The Los Angeles Police Department's Explorers youth program will mark the end of its nearly 50-year relationship with the Boys Scouts of America on New Year's Day.
LAPD Deputy Chief Earl Paysinger said the department will run the youth program under a different name independent of the Boy Scouts, with the program being funded in part through donations.
The Boy Scouts started the Explorers program in 1949 as a career-oriented program for boys. The LAPD began participating in 1962. Since 1998, the LAPD has been running the Explorers program while Learning for Life — an organization created by the Boy Scouts — provided insurance coverage to
But the Police Commission voted last month to sever ties with Learning for Life, saying the Boys Scouts' policy of barring gays, atheists and agnostics from being troop leaders violates the city's non-discrimination policies.
"It's bittersweet in the sense that the Boy Scouts or Learning for Life have been part of this for a long time, but the LAPD is committed to a better program and we can do that without having discrimination,'' said Police Commissioner Alan Skobin.
Police Commissioner Robert Saltzman, who is openly gay, said that since he cannot support the Boy Scouts, he has invested a lot of time to ensure the new youth program is "as good or better than the program it replaces.''
LAPD's Explorer program provides training to youths 14-20 who are interested in law enforcement careers. About 1,000 Explorers are assigned to the 20 police stations around the city.

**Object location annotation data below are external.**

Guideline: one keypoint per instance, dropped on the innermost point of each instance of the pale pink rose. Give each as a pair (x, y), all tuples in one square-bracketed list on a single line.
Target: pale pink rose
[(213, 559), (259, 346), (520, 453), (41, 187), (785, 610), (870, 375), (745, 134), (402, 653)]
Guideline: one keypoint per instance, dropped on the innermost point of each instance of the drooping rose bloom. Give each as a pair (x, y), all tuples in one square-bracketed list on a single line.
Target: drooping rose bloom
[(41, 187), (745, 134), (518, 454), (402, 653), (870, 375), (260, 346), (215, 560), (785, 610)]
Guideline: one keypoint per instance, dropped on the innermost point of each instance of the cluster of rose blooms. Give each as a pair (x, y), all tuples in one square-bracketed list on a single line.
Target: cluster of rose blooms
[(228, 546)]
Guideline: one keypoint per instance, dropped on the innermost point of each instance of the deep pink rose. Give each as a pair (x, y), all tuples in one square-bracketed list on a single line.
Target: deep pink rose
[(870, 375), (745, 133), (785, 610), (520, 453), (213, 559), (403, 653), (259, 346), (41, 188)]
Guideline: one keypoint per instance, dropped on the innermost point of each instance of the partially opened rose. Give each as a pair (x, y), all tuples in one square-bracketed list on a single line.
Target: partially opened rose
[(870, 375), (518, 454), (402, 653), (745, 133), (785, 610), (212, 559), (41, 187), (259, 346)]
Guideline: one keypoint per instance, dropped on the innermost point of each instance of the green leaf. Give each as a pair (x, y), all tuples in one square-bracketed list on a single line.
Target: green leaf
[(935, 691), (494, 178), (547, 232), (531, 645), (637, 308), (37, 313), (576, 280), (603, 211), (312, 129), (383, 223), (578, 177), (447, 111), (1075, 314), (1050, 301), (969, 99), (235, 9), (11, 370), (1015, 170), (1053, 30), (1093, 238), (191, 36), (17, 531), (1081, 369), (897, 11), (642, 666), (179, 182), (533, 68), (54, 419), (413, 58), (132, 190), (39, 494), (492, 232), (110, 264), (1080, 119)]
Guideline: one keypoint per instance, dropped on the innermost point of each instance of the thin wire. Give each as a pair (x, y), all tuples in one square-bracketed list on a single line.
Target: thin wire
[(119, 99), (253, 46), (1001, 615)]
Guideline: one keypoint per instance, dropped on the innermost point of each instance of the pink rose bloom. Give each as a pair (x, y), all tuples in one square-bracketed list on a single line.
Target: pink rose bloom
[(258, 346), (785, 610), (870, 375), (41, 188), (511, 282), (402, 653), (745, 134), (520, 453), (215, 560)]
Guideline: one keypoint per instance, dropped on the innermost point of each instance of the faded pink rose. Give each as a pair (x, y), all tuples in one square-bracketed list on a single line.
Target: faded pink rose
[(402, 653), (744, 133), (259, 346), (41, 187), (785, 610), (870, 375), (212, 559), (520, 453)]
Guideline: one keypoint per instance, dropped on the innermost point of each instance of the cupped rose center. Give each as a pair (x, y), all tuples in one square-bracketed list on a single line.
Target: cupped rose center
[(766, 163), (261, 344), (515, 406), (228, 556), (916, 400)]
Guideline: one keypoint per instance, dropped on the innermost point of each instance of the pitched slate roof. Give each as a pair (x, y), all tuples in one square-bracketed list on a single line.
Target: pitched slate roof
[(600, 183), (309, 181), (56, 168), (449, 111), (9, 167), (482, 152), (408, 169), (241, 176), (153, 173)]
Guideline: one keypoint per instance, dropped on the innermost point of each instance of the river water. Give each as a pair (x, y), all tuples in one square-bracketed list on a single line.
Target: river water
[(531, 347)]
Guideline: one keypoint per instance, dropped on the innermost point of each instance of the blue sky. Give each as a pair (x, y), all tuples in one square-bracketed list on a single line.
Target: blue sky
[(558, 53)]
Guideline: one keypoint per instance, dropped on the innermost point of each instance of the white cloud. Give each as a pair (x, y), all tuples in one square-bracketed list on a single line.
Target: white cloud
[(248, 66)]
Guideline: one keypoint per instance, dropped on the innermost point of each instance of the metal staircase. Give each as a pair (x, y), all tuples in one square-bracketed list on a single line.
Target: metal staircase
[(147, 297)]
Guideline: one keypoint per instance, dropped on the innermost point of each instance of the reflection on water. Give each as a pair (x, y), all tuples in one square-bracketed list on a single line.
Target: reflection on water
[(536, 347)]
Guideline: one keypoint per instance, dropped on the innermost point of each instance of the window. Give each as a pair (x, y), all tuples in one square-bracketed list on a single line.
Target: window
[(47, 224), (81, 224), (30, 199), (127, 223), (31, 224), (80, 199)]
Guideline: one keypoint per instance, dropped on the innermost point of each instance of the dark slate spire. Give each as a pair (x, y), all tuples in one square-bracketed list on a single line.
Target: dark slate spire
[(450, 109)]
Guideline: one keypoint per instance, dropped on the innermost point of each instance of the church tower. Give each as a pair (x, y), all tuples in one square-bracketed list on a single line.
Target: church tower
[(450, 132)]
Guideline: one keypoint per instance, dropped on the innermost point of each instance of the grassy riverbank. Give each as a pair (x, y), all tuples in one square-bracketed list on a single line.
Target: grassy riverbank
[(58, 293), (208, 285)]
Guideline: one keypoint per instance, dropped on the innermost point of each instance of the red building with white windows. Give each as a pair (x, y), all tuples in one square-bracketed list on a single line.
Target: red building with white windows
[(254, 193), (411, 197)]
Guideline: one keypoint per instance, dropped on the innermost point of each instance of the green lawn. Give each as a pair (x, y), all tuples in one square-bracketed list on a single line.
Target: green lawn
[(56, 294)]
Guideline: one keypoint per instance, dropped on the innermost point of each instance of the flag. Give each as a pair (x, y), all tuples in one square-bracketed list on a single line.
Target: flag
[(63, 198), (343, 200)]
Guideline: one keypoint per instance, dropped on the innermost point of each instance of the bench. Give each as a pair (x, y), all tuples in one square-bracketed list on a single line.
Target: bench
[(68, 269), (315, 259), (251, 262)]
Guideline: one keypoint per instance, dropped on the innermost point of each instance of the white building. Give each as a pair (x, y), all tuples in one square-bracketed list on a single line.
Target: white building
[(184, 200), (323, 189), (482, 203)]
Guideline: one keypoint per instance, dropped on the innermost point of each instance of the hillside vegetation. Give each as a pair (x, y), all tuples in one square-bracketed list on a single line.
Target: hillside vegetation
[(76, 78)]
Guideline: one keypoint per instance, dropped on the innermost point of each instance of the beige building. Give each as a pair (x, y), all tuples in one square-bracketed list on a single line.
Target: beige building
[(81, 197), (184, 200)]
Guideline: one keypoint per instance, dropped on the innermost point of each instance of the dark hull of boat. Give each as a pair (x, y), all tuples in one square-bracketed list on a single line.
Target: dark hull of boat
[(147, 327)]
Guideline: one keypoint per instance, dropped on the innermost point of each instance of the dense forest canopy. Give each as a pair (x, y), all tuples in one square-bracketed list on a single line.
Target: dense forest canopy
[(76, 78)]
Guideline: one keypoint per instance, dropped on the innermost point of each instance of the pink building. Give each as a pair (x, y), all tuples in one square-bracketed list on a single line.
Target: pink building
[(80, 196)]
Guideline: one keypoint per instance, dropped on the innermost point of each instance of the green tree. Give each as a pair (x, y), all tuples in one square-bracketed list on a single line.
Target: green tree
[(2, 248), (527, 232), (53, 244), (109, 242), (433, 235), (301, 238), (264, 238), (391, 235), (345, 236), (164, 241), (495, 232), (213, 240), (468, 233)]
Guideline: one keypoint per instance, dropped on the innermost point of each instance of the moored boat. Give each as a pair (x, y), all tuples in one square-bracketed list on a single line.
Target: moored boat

They help officers with searches for evidence and provide crowd control at special events. They also provide tours of police stations, assist with clerical work and participate in educational camping trips.
The Boy Scouts' policy of banning gays from being troop leaders faced legal challenges in the 1990s. However, the Supreme Court ruled the Boy Scouts had the right to decide who can join its ranks.
The Boy Scouts had argued that accepting gays would violate its constitutional right to freedom of association and free speech.